Bir tweet’le Türkiye’yi kuru fasulye ithal eder hale getirdim yani! (Gülüşmeler). Şaka bir yana paranoid hezeyanlar bunlar. Orada boykot kelimesi bile yok. Türkiye’nin dış ve iç borç rekoru kırıyor olması, işsizliğin yüzde 12’leri geçmesi, THY’nin 6 milyar zarara sokulması, kalan tüm mal varlıklarımızın Varlık Fon’u adı altında rehine verilmeye çalışılması ve kapitülasyonlarda bile olmayan araç garantili yollar, hasta garantili hastaneler tweet’imden önce olup bitmişti de üstüme kalmadı.
‘AKP için hezimet’
-Referandum öncesinde ‘Mühürsüz pusulalar’la ilgili uyarınız doğru çıktı ama önlenemedi...
Biz seçimlerin ve referandumların giderek kasıtlı olarak bozulan koşullarda yapıldığını gözlemliyorduk. Halkımız kahvehanelerde ‘bunlar sandıklarla oynuyor kardeşim; sandığı korumak lazım’ diyorlardı. Ancak bu referandumda bu sözler ete kemiğe büründü. 16 Nisan’da referandumun meşruiyetinin ortadan kalktığını söyleyecek somut kanıtlara sahip olduk. AKP zihniyetinin sağlıklı, seçim yapmayacağını ‘evet’ diyen vatandaşlarımız da gördüler. Bu nedenle 16 Nisan AKP zihniyeti için örtülü bir hezimetten başka bir şey değildir. Sayın Cumhurbaşkanı, “Oyunu 1-0 da kazansanız 5-0 kazansanız da üç puanı alırsınız” dedi ama bununla gurur duymamalı. Çünkü milletimiz oyunun sözde 1-0’lık sonucunun aslında bir hakem hilesi olduğunu biliyor. Bundan ötürü AGİT de oyların yeniden sayılmasını istiyor. Sayamayacaklar! Nedenini dünya âlem biliyor. O halde hak aramaya devam edip 2019 seçimleri için şimdiden çok geniş tabanlı bir seçim güvenliği hareketi ve hukuku yaratalım.
-Bir sonraki seçimlerin eşit şartlarda, anayasa ve kanunlara uygun yapılacağını nasıl umabiliriz?

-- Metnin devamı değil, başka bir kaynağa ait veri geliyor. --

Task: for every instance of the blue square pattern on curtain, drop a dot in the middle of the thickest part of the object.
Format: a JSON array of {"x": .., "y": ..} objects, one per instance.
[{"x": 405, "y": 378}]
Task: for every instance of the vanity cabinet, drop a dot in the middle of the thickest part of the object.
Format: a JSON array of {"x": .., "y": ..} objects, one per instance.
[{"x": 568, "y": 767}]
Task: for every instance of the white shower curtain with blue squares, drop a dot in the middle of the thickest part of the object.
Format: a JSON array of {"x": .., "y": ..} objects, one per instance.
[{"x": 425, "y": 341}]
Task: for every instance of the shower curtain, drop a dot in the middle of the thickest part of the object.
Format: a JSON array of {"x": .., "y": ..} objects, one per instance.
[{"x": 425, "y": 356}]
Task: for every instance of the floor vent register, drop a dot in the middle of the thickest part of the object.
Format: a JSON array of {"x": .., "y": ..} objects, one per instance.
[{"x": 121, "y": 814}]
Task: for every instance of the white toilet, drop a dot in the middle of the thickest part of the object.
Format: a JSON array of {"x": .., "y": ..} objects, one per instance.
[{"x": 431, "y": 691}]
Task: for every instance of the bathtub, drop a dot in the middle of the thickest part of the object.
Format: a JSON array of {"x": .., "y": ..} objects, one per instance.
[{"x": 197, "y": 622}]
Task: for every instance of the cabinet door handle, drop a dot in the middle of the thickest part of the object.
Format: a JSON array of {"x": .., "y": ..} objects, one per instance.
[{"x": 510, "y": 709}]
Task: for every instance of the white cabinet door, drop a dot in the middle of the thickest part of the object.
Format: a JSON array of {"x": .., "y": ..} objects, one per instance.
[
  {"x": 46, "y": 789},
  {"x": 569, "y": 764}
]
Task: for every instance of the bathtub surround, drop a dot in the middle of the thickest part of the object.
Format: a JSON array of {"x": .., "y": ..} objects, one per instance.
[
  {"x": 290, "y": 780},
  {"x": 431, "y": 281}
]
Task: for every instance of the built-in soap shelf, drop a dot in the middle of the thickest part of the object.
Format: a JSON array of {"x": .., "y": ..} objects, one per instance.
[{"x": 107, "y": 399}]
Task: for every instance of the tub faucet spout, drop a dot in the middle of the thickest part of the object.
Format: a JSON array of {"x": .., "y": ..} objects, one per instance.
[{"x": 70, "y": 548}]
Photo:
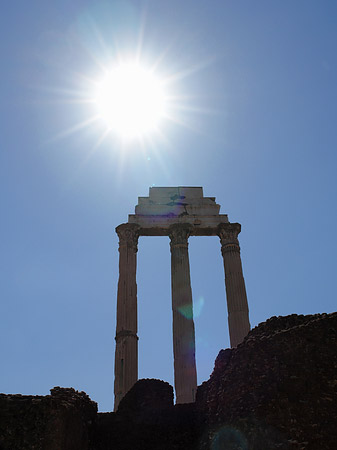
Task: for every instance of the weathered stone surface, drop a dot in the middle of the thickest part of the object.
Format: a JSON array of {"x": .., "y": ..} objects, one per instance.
[
  {"x": 147, "y": 395},
  {"x": 175, "y": 212},
  {"x": 170, "y": 205},
  {"x": 277, "y": 389},
  {"x": 185, "y": 372},
  {"x": 63, "y": 420}
]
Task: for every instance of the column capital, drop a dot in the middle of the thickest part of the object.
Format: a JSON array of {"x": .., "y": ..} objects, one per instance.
[
  {"x": 228, "y": 234},
  {"x": 128, "y": 234},
  {"x": 179, "y": 234}
]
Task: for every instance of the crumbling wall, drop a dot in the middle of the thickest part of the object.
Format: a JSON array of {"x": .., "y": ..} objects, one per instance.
[
  {"x": 278, "y": 389},
  {"x": 63, "y": 420}
]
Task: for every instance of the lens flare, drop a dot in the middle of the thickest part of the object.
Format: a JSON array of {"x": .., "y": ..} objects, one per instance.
[{"x": 131, "y": 100}]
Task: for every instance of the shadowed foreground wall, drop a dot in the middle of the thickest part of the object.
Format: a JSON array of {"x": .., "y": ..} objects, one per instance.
[{"x": 276, "y": 390}]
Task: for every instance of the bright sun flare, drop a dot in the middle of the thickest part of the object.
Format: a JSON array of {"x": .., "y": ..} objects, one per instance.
[{"x": 131, "y": 100}]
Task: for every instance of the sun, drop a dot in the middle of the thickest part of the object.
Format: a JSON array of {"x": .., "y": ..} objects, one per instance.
[{"x": 131, "y": 100}]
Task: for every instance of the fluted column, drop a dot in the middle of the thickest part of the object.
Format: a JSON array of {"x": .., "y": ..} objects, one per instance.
[
  {"x": 237, "y": 305},
  {"x": 126, "y": 356},
  {"x": 185, "y": 375}
]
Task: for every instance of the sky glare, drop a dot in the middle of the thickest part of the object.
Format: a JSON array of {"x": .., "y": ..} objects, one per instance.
[{"x": 252, "y": 119}]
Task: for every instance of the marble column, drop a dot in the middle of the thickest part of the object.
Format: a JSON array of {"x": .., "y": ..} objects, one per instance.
[
  {"x": 237, "y": 305},
  {"x": 126, "y": 356},
  {"x": 185, "y": 374}
]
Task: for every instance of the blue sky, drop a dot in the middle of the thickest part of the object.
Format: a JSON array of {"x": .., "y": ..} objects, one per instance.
[{"x": 255, "y": 126}]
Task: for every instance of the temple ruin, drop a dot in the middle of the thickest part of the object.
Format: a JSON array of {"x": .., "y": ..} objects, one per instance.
[{"x": 176, "y": 212}]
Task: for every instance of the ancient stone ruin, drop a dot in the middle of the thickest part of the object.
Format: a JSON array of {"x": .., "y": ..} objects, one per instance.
[
  {"x": 275, "y": 390},
  {"x": 176, "y": 212}
]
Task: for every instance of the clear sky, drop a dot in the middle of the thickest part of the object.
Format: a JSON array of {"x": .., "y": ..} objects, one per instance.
[{"x": 253, "y": 122}]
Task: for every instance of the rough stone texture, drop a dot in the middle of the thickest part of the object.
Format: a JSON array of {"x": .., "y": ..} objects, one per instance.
[
  {"x": 166, "y": 206},
  {"x": 147, "y": 395},
  {"x": 63, "y": 420},
  {"x": 177, "y": 212},
  {"x": 276, "y": 390}
]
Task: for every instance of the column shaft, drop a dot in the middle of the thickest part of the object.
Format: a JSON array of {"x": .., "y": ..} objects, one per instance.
[
  {"x": 237, "y": 304},
  {"x": 185, "y": 375},
  {"x": 126, "y": 355}
]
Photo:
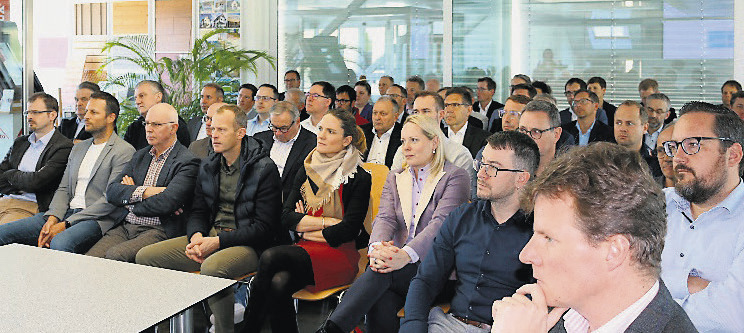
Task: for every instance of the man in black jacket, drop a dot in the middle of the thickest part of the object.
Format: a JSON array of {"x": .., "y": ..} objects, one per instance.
[
  {"x": 288, "y": 143},
  {"x": 156, "y": 187},
  {"x": 33, "y": 168},
  {"x": 236, "y": 213},
  {"x": 146, "y": 94}
]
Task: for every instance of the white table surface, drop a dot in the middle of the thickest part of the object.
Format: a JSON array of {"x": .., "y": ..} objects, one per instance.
[{"x": 44, "y": 290}]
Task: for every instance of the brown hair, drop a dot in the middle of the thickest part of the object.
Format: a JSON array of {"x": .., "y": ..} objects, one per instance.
[
  {"x": 348, "y": 124},
  {"x": 613, "y": 193}
]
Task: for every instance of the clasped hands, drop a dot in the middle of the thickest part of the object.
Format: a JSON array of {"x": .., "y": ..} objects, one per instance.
[{"x": 386, "y": 257}]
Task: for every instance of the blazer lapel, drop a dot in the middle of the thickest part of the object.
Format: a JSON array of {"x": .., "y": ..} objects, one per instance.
[{"x": 404, "y": 183}]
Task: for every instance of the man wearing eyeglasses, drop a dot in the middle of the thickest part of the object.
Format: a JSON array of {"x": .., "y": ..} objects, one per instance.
[
  {"x": 288, "y": 142},
  {"x": 703, "y": 259},
  {"x": 631, "y": 121},
  {"x": 266, "y": 97},
  {"x": 33, "y": 167},
  {"x": 481, "y": 241},
  {"x": 156, "y": 188},
  {"x": 318, "y": 100},
  {"x": 146, "y": 94},
  {"x": 587, "y": 128}
]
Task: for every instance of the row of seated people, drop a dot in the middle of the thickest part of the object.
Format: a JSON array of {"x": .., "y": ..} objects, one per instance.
[{"x": 223, "y": 216}]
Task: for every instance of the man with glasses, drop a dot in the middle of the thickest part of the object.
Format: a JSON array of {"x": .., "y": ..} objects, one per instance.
[
  {"x": 288, "y": 142},
  {"x": 461, "y": 128},
  {"x": 156, "y": 187},
  {"x": 703, "y": 259},
  {"x": 266, "y": 97},
  {"x": 146, "y": 94},
  {"x": 586, "y": 128},
  {"x": 318, "y": 100},
  {"x": 480, "y": 240},
  {"x": 33, "y": 167},
  {"x": 631, "y": 121}
]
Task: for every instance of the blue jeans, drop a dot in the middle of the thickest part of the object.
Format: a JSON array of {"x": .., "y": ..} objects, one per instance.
[{"x": 77, "y": 239}]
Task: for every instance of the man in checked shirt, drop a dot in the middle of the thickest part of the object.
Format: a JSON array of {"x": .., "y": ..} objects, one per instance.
[{"x": 155, "y": 186}]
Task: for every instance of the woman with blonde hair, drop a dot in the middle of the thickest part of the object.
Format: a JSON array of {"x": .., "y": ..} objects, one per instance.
[
  {"x": 326, "y": 211},
  {"x": 415, "y": 201}
]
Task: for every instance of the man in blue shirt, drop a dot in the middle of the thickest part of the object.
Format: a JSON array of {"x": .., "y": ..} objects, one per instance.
[
  {"x": 703, "y": 259},
  {"x": 480, "y": 240}
]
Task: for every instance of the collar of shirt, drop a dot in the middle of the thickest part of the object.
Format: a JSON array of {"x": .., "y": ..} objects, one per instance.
[
  {"x": 576, "y": 323},
  {"x": 44, "y": 139}
]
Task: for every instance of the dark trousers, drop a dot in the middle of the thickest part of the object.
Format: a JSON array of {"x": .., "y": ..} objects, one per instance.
[{"x": 379, "y": 296}]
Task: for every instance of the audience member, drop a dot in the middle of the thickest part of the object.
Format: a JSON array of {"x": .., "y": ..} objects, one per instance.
[
  {"x": 383, "y": 134},
  {"x": 225, "y": 239},
  {"x": 79, "y": 214},
  {"x": 703, "y": 258},
  {"x": 288, "y": 142},
  {"x": 326, "y": 208},
  {"x": 35, "y": 163},
  {"x": 146, "y": 94},
  {"x": 480, "y": 241},
  {"x": 599, "y": 260},
  {"x": 156, "y": 187},
  {"x": 211, "y": 93},
  {"x": 74, "y": 128},
  {"x": 586, "y": 128}
]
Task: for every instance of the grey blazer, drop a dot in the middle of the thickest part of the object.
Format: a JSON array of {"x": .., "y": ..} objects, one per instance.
[
  {"x": 442, "y": 193},
  {"x": 663, "y": 314},
  {"x": 115, "y": 155}
]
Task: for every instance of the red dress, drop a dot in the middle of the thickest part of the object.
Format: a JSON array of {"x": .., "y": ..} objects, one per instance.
[{"x": 332, "y": 266}]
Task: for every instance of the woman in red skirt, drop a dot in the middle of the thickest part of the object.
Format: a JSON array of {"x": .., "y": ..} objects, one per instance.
[{"x": 326, "y": 209}]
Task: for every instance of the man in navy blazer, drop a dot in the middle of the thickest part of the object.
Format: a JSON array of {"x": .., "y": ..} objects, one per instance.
[
  {"x": 156, "y": 188},
  {"x": 601, "y": 262}
]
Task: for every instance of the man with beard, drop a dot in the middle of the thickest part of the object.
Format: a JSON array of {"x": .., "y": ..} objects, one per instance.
[{"x": 703, "y": 259}]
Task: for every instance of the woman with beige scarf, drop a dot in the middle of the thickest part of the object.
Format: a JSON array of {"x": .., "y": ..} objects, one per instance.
[{"x": 326, "y": 210}]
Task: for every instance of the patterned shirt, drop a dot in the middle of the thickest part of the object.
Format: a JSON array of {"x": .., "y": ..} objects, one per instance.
[{"x": 156, "y": 164}]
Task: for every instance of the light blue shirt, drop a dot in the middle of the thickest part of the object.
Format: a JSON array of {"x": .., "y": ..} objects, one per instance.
[
  {"x": 29, "y": 160},
  {"x": 584, "y": 138},
  {"x": 711, "y": 247},
  {"x": 254, "y": 126}
]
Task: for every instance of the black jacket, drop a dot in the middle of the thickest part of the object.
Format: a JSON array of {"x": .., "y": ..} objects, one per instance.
[
  {"x": 178, "y": 175},
  {"x": 258, "y": 203},
  {"x": 49, "y": 169},
  {"x": 392, "y": 146},
  {"x": 304, "y": 144},
  {"x": 355, "y": 196},
  {"x": 69, "y": 126},
  {"x": 135, "y": 134}
]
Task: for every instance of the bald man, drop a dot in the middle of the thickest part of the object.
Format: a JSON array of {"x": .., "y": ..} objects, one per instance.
[
  {"x": 203, "y": 147},
  {"x": 156, "y": 186}
]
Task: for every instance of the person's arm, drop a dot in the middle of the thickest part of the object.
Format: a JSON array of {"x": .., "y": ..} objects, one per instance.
[{"x": 430, "y": 278}]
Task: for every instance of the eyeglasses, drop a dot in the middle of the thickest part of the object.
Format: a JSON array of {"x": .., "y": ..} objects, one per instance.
[
  {"x": 502, "y": 112},
  {"x": 34, "y": 113},
  {"x": 535, "y": 133},
  {"x": 157, "y": 125},
  {"x": 283, "y": 129},
  {"x": 491, "y": 170},
  {"x": 690, "y": 146},
  {"x": 308, "y": 95}
]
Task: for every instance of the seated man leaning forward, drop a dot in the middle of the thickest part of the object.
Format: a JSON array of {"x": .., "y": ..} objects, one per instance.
[
  {"x": 79, "y": 214},
  {"x": 155, "y": 186},
  {"x": 480, "y": 240},
  {"x": 599, "y": 233},
  {"x": 235, "y": 215}
]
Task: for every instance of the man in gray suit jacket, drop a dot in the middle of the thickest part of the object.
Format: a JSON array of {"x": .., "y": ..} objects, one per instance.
[
  {"x": 156, "y": 187},
  {"x": 602, "y": 261},
  {"x": 79, "y": 213}
]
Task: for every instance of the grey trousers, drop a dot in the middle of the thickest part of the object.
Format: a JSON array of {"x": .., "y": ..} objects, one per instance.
[
  {"x": 230, "y": 263},
  {"x": 123, "y": 242}
]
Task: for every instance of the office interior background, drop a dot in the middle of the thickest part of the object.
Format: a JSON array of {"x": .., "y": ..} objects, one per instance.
[{"x": 690, "y": 46}]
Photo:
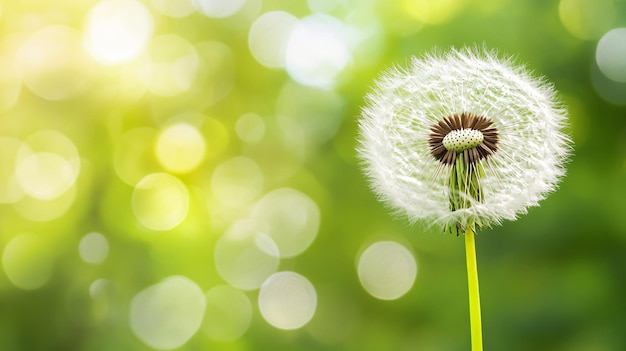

Öncelikle bu hukuksuzluğu muhalefet olarak unutturmamakla görevliyiz. Sabah öğle akşam, günde üç öğün YSK’nin yaptığı bu tam hukuksuzluğu hatırlatarak meşruiyet tartışmasını halkımızın unutmasına izin vermemeliyiz. Bakın 46 seçimleri 71 yıldır tartışılıyor, bu referandum oylaması 171 yıl unutulmayacak.
-YSK’nin seçimlerle üstlendiği iki işlevin, idari ve yargısal işlevler olarak birbirinden ayrılması ve yeni bir kurum ihdas edilmesi gibi önerileri var. Bu konuda bir çalışma yapacak mısınız?
Seçim güvenliğini sağlamaya yönelik her çözüm önerisi çok değerlidir. Bu çok farklı iki fonksiyonu aynı kurum tarafından yerine getirilmesinin doğru olmadığı da son referandumda çok ibret verici bir şekilde tecrübe edildi. Dolaysıyla YSK’nin bünyesinde topladığı söz konusu iki işlevi ayrı ayrı yerine getiren iki farklı kurum olsaydı belki de bu garabet ortaya çıkmayabilirdi denebilir. Ama temelde sorun başka...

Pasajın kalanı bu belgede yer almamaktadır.